/Dismantler

Cuts up a source audio file and creates something new based on some chance procedures and a bit of machine learning.

Primary LanguagePython

Dismantler

I made this in 2013/14 for an undergrad university assignment. It was actually a composition assignment but I somehow ended up writing this. I'm revisiting it in 2023 out of curiosity. The code is basically the same as before but I made it work with Python 3 and modern numpy.

I wrote this out basically because I wanted to remember what this thing did, and now I do. I'm glad it still works and does something relatively interesting. It is still just a script that doesn't take any parameters or anything, so if you want to run it for some reason, go and edit the globals in main.py (lol). I'm unlikely to ever expand this, I just wanted it to be able to run again.
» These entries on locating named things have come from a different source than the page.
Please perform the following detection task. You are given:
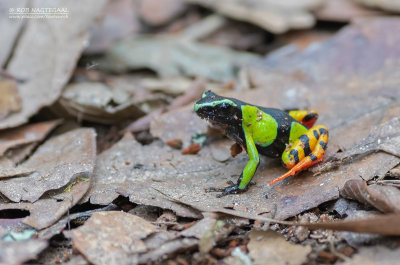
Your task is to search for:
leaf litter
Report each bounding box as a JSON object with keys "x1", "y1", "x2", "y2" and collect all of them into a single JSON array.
[
  {"x1": 0, "y1": 1, "x2": 400, "y2": 264},
  {"x1": 0, "y1": 0, "x2": 106, "y2": 129},
  {"x1": 0, "y1": 129, "x2": 96, "y2": 229}
]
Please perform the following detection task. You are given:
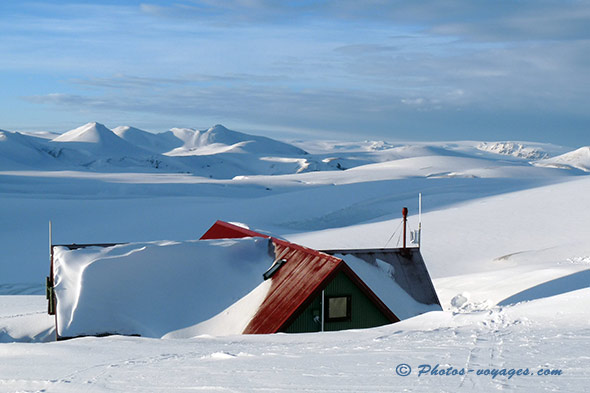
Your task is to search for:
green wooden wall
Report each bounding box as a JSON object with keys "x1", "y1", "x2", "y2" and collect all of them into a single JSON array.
[{"x1": 284, "y1": 272, "x2": 390, "y2": 333}]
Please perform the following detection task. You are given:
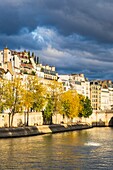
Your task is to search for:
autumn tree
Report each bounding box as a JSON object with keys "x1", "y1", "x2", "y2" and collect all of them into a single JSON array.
[
  {"x1": 2, "y1": 78, "x2": 23, "y2": 126},
  {"x1": 23, "y1": 76, "x2": 46, "y2": 125},
  {"x1": 79, "y1": 96, "x2": 93, "y2": 118},
  {"x1": 43, "y1": 80, "x2": 63, "y2": 124}
]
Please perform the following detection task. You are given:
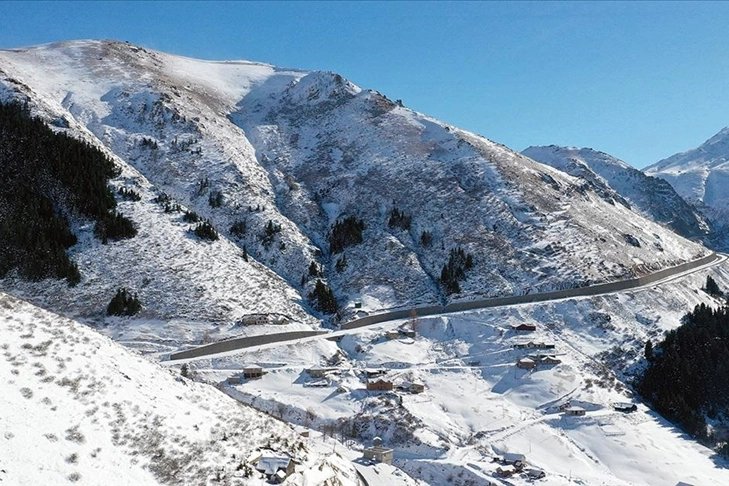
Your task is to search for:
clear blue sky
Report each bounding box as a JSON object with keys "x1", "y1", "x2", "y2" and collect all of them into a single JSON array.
[{"x1": 0, "y1": 1, "x2": 729, "y2": 167}]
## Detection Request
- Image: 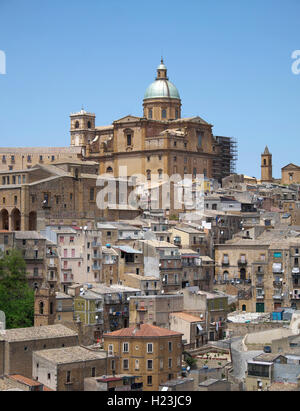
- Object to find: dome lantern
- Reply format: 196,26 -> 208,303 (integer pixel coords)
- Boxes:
143,58 -> 181,121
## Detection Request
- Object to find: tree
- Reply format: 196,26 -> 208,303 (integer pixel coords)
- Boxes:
0,250 -> 34,328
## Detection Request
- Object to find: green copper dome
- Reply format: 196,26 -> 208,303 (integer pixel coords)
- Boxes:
144,59 -> 180,100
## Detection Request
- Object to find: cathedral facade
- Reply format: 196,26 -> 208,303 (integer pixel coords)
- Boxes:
71,60 -> 235,180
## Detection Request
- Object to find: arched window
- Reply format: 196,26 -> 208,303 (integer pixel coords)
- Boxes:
39,301 -> 44,314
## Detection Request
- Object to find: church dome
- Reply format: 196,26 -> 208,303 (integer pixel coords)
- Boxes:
144,60 -> 180,100
144,80 -> 180,100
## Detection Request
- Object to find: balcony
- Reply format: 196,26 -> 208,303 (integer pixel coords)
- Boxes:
272,263 -> 283,274
92,241 -> 102,248
238,260 -> 247,267
159,253 -> 181,260
47,273 -> 58,282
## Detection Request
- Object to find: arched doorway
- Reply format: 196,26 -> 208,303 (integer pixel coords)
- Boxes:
11,208 -> 21,231
29,211 -> 37,231
0,208 -> 9,230
223,271 -> 229,283
240,268 -> 246,281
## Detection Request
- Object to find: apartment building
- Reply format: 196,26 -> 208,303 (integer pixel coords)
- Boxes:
104,324 -> 182,391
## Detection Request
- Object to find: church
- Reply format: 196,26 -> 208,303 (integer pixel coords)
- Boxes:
70,59 -> 236,181
0,59 -> 236,231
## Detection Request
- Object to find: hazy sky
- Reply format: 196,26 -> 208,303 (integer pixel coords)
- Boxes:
0,0 -> 300,177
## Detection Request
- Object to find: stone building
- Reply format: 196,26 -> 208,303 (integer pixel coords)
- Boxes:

There is also iota, which is a related and slightly more developed project, which I might actually improve at some point.

  • Originally this was vaguely inspired by chance/indeterminacy based music like John Cage etc.
  • That guy and his mates had some pieces where they took a bunch of samples (originally on tape) and arranged them according to some chance procedure.
  • I wanted to do that sort of thing but instead taking all of the samples from a single cohesive audio file (e.g. a song), and grouping them somehow.
  • This script groups the samples with unsupervised machine learning, specifically k-means clustering, where the features used are randomly selected bins from a spectrogram of the samples.
  • A number of separate tracks are generated, each composed of samples all coming from the same group as determined by clustering.
  • The density of samples throughout each track varies periodically based on a sine wave at a random frequency.
  • Some other stuff is randomised.
  • The tracks are then mixed together.

There is also a version that uses MFCCs as features, but I haven't updated that one. I don't really remember why I made it separate, or at all. I think it might not have worked as well.